The theatrics surrounding Bezos’s trip—which involves just a few minutes in space—contribute to the impression that we are not so much in a space age as in an era of billionaire rocketeers. Right before Richard Branson, the Virgin entrepreneur, took off on his own near-space jaunt, on July 11th, Bezos’s company tweeted that, among other things, its spaceship has bigger windows. (Branson’s are “airplane-sized,” it said; but he’s charging only a quarter of a million dollars per seat.) Elon Musk, the C.E.O. of Tesla and SpaceX, who has his own plans to leave the planet, has tweeted that Bezos is a “copycat,” using a cat emoji.

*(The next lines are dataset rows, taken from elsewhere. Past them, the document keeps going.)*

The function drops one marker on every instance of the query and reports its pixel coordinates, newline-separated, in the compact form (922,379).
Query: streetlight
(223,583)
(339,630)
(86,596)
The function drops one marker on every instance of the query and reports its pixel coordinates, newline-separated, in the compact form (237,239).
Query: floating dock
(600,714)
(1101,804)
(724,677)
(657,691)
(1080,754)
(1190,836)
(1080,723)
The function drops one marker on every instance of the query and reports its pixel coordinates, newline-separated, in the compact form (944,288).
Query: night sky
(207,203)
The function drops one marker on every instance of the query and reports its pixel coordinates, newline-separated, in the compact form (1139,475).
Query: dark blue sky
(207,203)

Yet it would be a misapprehension to think that, after centuries of humans dreaming about worlds beyond ours, outer space has been reduced to just another stage for rivalries among the super-rich—a Southampton in the sky. The larger and far more interesting story is that the planet has, somewhat abruptly, embarked on a new and rapidly accelerating space race. The protagonists include private companies and a growing number of nations, among them China, India, and the United Arab Emirates. As General John Raymond, the head of the U.S. Space Force, which Donald Trump designated a separate branch of the military—a decision that President Biden has affirmed—said at a Council on Foreign Relations event last month, “Space is a very dynamic domain right now. There’s a lot happening.”